So I’ve learned (from Atomic Moo, naturally) that the new Hobbit movie will feature at least two characters who have little if any presence in the book, the Necromancer (a vile wizard) and Dain, Thorin’s cousin (who succeeds him after the Battle of the Five Armies). We can reasonably hope that these get better treatment than the buffoonish Mouth of Sauron, whom the director wisely cut from the theatrical version.
Their inclusion, as well as the purported length of the two (!) feature films, gives me worry that the aim is to produce a Lord of the Rings “prequel.” But The Hobbit is a very different book; it’s a young soldier/scholar’s escape from the horror of the Great War.
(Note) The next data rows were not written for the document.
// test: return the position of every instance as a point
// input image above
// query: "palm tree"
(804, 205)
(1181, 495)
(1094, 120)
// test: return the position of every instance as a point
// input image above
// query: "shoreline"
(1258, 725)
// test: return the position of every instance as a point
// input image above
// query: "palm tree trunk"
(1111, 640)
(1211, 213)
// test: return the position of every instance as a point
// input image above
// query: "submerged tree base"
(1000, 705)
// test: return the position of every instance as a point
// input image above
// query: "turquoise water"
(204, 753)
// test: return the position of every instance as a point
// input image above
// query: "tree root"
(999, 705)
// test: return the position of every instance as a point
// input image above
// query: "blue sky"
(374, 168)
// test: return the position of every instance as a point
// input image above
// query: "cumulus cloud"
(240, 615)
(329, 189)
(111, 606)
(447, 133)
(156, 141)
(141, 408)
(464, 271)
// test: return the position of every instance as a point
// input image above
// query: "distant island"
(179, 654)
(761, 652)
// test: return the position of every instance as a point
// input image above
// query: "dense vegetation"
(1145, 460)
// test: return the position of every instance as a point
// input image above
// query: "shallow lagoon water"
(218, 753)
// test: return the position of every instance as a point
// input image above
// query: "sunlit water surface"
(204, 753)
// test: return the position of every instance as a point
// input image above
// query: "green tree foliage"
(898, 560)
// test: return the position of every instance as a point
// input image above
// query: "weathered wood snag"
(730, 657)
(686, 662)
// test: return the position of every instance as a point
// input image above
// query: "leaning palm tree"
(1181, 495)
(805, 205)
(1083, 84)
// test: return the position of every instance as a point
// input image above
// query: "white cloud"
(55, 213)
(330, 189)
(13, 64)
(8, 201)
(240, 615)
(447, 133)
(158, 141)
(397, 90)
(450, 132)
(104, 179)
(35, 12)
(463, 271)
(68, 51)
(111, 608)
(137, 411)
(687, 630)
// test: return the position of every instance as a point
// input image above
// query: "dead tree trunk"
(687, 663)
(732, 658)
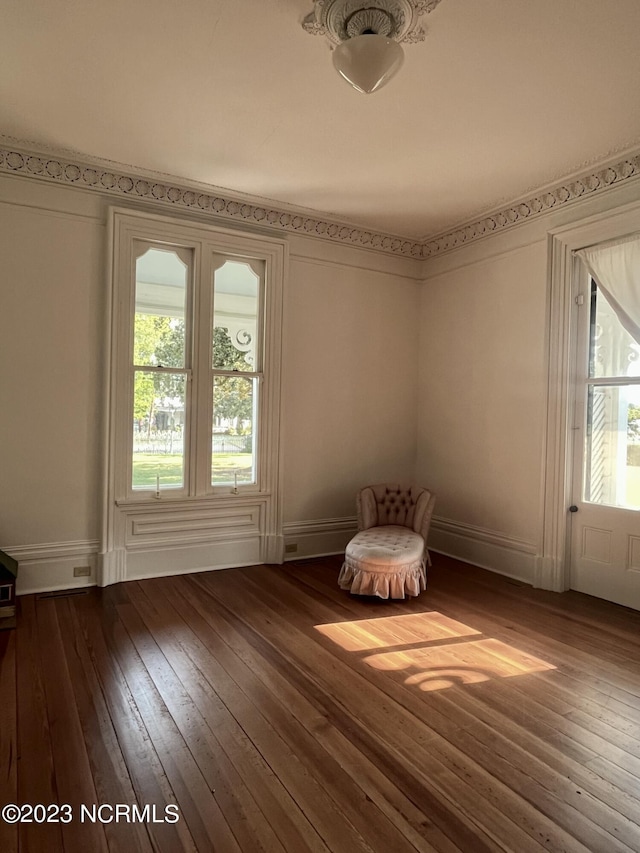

The Lord of the Rings is about the modern world (and World War II) entering and destroying his escape, which is why the early chapters feature hooded riders in boots asking for Baggins by name. (As an adult reader, the specter of strangers knocking on doors with my name on their lips is far, far more terrifying than any giant spider.)
The Hobbit is sui generis, not another Middle-earth book. Tolkien filled The Hobbit with Puckish elves and Cockney trolls, a berserker whose table is waited by trained animals, goblins that sing funny songs and a dragon that loves riddles. Gollum is a fairy-tale enigma in one version of the story, a pitiable freak in a revision—he and he alone bridges the chasm between this story and The Lord of the Rings.
And there is the other of my fears: that the Hobbit film will be Gollum’s story and not Bilbo’s. Peter Jackson may well yield to the temptation to set up his protege Serkis for an Oscar! Let us pray that the Riddles in the Dark are properly truncated, and that the forty minute soliloquies are left to the extended Blu-ray discs only.